I had always fancied myself a Southerner, that there had been some mistake in my heritage and that by rights I should have been born in Pensacola where I was conceived instead of a Rhode Island Naval Base. We moved to Pittsburgh and as a youngster I would return from summer camp in North Carolina sporting a full-fledged drawl for about a week before it was usurped by my ancestral midwest dialect. But the South always beckoned with the lure of palms and slow easy pace.
My first true attempt at becoming a Southerner took me to Miami, which doesn't really qualify. It was Daytona that caught my eye everytime I passed that big old track, those wide-spread oaks, that southern hospitality. After 6 years of passing it, I finally stopped, and nowhere has ever felt more like home.
I had followed a boy here. He's now a man and my husband of several very sweet decades. He was from the West Coast - California, not Clearwater.
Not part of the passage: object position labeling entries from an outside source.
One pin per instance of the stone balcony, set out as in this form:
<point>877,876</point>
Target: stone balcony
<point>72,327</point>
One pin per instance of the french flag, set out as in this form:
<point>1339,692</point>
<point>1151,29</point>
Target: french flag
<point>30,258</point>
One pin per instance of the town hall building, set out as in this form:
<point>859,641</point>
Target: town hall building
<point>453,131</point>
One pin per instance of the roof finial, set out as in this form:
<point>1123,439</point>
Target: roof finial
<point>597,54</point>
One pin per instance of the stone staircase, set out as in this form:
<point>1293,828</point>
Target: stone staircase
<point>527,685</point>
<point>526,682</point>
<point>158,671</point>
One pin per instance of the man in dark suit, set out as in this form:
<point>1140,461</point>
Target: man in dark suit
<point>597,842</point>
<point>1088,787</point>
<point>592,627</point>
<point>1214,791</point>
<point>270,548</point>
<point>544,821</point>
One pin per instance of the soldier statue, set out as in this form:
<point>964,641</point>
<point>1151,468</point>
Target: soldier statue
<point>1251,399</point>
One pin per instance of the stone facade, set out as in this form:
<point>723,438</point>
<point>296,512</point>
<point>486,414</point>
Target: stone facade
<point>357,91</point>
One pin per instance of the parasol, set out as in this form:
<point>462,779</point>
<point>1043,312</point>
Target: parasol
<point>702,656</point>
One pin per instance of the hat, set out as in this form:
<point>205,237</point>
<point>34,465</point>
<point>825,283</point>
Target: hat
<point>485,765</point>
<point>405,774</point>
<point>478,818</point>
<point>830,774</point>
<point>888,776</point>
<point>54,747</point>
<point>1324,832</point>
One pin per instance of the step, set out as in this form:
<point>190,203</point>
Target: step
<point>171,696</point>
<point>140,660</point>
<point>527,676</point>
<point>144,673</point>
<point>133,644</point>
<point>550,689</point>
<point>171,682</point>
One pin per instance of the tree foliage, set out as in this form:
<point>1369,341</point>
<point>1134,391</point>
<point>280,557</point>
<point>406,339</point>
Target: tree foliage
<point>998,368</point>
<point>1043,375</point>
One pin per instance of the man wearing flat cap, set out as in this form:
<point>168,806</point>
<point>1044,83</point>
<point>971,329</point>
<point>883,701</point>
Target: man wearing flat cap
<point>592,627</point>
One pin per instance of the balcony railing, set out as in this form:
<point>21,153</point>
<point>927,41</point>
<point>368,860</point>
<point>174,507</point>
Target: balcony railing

But a hard-working boy who knew orchards and orange groves, cattle and callouses.
We talked about moving back out west as we settled into a small southern town west of Daytona. We discovered golf and community life. We thought less and less about moving away as we found a beautiful Florida fernery, untended, vine-ridden, calling our names. It had been in the Clifton family before us, famous in these parts for cut foliage and sod before the Cliftons branched out into golf course design.
And so we are Southerners. Property Owners. Fretting on how best to tend our small piece of paradise - an acre of fern, a few Cabbage Palms, tangerines and live oaks, cherry laurels and some camphor trees from out of town - invading species they are sometimes called, hard to get rid of - just like us - settling in, Southern by choice.